I obeyed, falling in behind him with the disinterested guard following, along a series of identical corridors, finally arriving in an area that I recognized as the visitors centre.
I was led into a room and pointed to a seat at a grey metal table and left alone with the guard. Some minutes later the door opened and the officer reappeared with a woman I recognized behind her mask, Deidre Noonan, one of the Irish consular staff, in the company of an older man, also hidden behind a mask, who seemed vaguely familiar, with them was a Chinese woman, one of the detention centre’s translator—not one of the best.
‘Hello Michael,’ Deidre said, then presented the man with her as an envoy sent by Brussels. It took a few seconds before I realised to my astonishment it was my uncle, John Ennis, who I hadn’t recognized behind the mask. With a slight movement of his hand and index he signalled me to remain silent. I could barely retain my surprise.
I wanted to ask about Lucy and Edouard, but held my tongue.
With no more ado Deidre spoke in Gaelic, in fast bursts, interspersed with English, announcing, in what could have seemed a jumbled stream of words, a coded plan, simple, but dangerous.
The translator was confused, destabilised, momentary lost. Gaelic obviously wasn’t part of her algorithm.
Uncle John didn’t speak Gaelic, but he acted as if nothing had changed.
‘On one side of the exercise yard is a communications tower,’ Deidre quickly told me.
I was about to open my mouth, but John flashed me a sign to cool it.

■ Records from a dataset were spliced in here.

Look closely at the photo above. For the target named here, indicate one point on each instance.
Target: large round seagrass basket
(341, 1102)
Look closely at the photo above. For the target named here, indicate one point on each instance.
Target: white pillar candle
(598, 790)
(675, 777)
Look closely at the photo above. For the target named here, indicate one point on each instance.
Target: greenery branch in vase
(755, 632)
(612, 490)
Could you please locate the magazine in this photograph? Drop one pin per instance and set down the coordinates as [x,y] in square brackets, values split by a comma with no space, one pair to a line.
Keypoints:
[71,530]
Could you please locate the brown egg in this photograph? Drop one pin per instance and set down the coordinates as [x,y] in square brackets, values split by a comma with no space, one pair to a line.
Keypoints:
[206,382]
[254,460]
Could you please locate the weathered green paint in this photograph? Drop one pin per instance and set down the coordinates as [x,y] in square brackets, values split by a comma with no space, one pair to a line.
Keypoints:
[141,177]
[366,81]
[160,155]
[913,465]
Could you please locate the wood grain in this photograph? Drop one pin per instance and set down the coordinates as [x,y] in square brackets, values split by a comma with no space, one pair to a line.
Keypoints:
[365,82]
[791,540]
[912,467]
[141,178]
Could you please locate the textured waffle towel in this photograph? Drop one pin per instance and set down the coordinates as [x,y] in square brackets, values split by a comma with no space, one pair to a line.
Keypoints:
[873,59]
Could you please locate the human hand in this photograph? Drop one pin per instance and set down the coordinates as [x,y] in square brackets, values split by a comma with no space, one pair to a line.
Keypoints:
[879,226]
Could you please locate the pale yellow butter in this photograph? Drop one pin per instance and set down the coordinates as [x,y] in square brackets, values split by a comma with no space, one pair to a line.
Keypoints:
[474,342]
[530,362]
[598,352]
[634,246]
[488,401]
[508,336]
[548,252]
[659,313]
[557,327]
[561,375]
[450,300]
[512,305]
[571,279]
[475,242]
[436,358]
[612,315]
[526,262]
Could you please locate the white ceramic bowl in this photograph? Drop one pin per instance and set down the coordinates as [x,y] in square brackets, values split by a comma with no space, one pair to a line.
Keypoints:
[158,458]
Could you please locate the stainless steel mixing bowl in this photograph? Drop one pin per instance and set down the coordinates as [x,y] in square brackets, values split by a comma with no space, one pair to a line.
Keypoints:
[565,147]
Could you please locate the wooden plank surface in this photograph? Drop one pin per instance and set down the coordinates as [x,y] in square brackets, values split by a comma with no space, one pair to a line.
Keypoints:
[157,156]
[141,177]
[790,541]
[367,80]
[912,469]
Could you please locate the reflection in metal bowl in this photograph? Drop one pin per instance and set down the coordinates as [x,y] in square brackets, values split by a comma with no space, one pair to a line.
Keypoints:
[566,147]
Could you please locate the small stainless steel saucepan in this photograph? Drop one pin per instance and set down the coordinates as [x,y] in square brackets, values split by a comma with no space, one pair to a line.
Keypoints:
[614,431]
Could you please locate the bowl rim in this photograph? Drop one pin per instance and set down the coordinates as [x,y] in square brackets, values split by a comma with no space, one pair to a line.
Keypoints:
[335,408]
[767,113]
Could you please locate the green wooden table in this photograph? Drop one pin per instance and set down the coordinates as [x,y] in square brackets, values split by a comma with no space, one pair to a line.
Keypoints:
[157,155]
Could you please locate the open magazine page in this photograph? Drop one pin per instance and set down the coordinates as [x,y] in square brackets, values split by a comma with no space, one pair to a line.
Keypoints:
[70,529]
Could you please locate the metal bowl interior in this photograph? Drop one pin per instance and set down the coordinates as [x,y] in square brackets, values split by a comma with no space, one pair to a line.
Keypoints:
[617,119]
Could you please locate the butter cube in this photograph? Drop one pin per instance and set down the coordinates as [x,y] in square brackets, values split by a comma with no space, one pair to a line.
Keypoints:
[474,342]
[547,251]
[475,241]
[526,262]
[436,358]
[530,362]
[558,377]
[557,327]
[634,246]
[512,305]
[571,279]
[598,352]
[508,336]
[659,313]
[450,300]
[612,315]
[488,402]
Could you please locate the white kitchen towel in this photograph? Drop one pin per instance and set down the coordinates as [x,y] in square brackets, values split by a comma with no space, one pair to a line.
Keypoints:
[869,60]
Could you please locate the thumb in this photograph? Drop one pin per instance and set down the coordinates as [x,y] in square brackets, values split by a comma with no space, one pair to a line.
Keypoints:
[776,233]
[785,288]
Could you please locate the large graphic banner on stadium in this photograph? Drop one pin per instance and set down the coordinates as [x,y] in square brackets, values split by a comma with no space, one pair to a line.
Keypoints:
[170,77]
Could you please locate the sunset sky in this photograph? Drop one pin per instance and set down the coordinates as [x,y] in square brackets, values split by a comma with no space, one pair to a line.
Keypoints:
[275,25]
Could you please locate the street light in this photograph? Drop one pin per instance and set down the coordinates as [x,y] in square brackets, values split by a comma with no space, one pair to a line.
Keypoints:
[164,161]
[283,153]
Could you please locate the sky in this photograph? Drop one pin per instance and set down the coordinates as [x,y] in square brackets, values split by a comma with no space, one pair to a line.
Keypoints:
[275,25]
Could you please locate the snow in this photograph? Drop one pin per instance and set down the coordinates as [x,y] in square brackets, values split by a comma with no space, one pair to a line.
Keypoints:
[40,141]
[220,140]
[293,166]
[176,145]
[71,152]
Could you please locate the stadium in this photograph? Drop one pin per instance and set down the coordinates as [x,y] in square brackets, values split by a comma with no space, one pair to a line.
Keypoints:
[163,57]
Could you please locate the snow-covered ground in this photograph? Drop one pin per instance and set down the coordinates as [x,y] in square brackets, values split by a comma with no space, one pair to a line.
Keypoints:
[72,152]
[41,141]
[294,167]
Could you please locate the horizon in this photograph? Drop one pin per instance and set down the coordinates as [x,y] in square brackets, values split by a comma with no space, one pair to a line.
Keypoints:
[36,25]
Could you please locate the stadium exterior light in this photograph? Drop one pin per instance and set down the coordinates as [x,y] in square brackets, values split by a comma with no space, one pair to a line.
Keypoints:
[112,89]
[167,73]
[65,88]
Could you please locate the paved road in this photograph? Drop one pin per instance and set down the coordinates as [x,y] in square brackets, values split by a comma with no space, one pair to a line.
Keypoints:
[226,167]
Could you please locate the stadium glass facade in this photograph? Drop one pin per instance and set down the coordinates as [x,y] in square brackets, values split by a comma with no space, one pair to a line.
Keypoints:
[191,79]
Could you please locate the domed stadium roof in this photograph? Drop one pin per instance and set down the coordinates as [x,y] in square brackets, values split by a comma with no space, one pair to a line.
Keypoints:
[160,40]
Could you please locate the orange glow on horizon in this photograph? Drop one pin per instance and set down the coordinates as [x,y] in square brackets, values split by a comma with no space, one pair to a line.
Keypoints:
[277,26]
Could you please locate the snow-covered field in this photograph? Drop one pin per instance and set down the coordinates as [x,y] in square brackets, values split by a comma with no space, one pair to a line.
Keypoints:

I obeyed. I’d had plenty of time to contemplate the tower—a tubular structure like that of a wind turbine, though not so tall and of a much smaller diameter, more like a 5G mast.
I listened attentively as she explained the tower was fitted with a narrow steel ladder that rose its entire height, providing access to different maintenance platforms for the electronic transmitting equipment, the first set about fifteen metres or so off the ground.